On the internet, no one knows you’re a bot….

 

This is what a graph of 8,000 fake Twitter accounts looks like

I will go so far as to say that this is a pervasive problem.  Not the idea of anonymity, but rather this type of abuse of anonymity.   Twitter is the most obvious place to find these kinds of networks of imaginary followers, but it’s far from the only place.  Automated systems can (and have) been built to boost ratings for You Tube videos, dog-pile comment sections, adjust app rankings, you name it, on the internet, there seems to be a bot for it.

The thing is, nobody *really* wants to look closely at those numbers.  Anyone with a million followers on Twitter is not going to be interested in figuring out what percent of those are real and what percent are bots.  The paycheck is in the aggregate, in being able to sell to advertisers or throw your weight around.  So it behooves those bots to follow your lead.  The people who run those networks of bots need them to be valuable enough to not be run off, so they re-tweet, they signal boost, the amplify the signal of whomever they follow.

They don’t think, they don’t have morals, they don’t care, they just copy.  In doing so, they can give a megaphone to a great cause or a sh*tty one.  They can run people entirely off the internet forever, or draw eyeballs to a situation that needs to be discovered.

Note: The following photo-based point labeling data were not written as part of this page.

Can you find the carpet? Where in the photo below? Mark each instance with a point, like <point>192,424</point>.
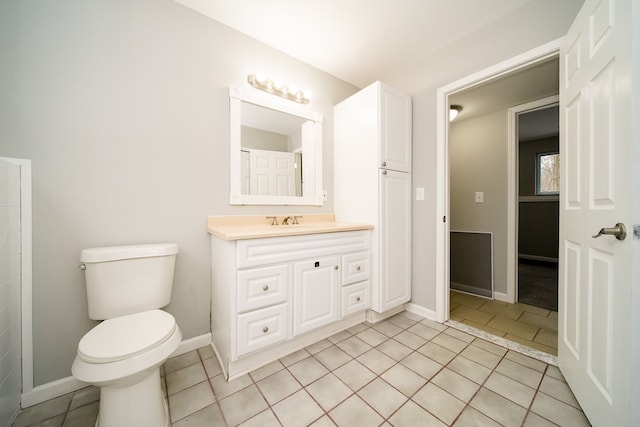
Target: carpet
<point>538,284</point>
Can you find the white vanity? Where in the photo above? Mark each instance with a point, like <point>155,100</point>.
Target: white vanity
<point>279,288</point>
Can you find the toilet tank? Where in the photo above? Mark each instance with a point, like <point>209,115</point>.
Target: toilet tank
<point>124,280</point>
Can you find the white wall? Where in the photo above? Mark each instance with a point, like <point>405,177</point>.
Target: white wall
<point>122,108</point>
<point>535,24</point>
<point>10,278</point>
<point>478,162</point>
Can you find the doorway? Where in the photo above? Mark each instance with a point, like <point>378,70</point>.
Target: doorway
<point>538,176</point>
<point>505,252</point>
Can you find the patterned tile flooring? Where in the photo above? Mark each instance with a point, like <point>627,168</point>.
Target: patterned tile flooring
<point>525,324</point>
<point>404,371</point>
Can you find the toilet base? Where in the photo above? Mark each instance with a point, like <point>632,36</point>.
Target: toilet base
<point>139,405</point>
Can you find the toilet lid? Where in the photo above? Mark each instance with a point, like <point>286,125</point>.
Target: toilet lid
<point>126,336</point>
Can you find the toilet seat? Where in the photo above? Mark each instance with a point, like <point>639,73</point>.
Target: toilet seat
<point>126,336</point>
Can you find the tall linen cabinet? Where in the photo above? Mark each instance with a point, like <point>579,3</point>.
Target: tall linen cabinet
<point>372,183</point>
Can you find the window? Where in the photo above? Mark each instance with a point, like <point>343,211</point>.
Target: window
<point>548,173</point>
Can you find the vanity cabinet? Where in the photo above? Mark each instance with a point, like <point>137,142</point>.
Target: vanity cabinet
<point>315,294</point>
<point>273,296</point>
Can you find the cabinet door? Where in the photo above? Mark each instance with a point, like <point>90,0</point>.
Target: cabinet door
<point>395,130</point>
<point>315,293</point>
<point>394,234</point>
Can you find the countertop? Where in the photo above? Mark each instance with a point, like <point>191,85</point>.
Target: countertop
<point>257,227</point>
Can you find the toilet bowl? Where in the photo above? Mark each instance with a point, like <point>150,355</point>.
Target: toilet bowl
<point>122,355</point>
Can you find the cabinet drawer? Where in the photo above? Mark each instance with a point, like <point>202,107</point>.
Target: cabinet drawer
<point>355,298</point>
<point>355,268</point>
<point>256,252</point>
<point>260,328</point>
<point>262,287</point>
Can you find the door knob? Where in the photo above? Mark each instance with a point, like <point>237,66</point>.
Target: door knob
<point>619,231</point>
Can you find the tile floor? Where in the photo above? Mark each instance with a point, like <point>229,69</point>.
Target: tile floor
<point>404,371</point>
<point>525,324</point>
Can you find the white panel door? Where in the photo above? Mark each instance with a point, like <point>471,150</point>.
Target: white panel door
<point>272,173</point>
<point>394,235</point>
<point>315,294</point>
<point>395,130</point>
<point>596,275</point>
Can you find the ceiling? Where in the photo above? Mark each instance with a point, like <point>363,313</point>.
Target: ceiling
<point>358,41</point>
<point>519,87</point>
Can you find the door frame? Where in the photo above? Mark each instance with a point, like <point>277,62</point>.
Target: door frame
<point>513,206</point>
<point>25,273</point>
<point>515,63</point>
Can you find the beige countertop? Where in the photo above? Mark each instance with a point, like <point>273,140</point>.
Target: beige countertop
<point>256,227</point>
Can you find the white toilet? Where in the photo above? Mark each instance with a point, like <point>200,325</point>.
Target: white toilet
<point>126,287</point>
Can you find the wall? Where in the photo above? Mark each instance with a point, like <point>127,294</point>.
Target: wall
<point>516,33</point>
<point>122,107</point>
<point>478,162</point>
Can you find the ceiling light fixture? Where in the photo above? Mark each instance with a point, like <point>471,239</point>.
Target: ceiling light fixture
<point>290,92</point>
<point>454,110</point>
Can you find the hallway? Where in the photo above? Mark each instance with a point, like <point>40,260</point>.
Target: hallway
<point>522,323</point>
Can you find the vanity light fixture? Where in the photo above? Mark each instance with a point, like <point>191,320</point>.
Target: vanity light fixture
<point>275,87</point>
<point>454,110</point>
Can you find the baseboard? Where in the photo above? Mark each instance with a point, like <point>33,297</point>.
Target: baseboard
<point>420,311</point>
<point>69,384</point>
<point>50,390</point>
<point>192,344</point>
<point>500,296</point>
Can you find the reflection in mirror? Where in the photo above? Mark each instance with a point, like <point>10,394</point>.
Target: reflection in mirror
<point>276,152</point>
<point>271,151</point>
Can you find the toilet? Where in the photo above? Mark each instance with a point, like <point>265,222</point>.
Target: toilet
<point>126,287</point>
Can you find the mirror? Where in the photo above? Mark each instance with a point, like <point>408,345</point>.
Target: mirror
<point>275,151</point>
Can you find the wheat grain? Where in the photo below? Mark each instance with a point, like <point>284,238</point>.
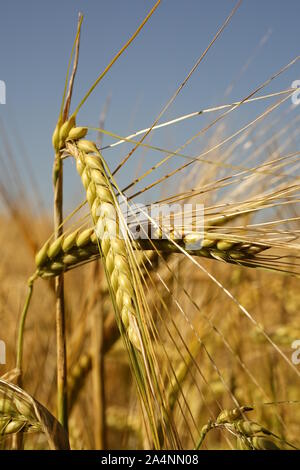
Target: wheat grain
<point>71,250</point>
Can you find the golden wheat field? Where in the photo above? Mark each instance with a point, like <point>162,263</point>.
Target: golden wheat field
<point>161,312</point>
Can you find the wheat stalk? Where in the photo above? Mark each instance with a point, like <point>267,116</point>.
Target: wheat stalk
<point>20,413</point>
<point>81,246</point>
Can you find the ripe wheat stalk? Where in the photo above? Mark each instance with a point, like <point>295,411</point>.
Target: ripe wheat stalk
<point>147,313</point>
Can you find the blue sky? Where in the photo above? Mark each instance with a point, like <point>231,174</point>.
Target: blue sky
<point>36,38</point>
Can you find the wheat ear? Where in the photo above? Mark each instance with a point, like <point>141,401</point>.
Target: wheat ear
<point>81,246</point>
<point>101,199</point>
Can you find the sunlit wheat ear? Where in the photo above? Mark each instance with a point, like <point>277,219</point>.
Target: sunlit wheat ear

But in order to determine just how much of that signal-bump is real, you have to dig into it.  Data-mining is the only way to try to figure out where the real influencers are versus the ones that are just digital myna-birds.

The Trolls are in the Uncanny Valley

It’s popping up more and more in the common parlance, this idea of the “uncanny valley”.  Right now you think of it as a point where a person/living creature looks real, but something about it gives you the creeps, there is a bit missing that tells you that whatever it is isn’t alive.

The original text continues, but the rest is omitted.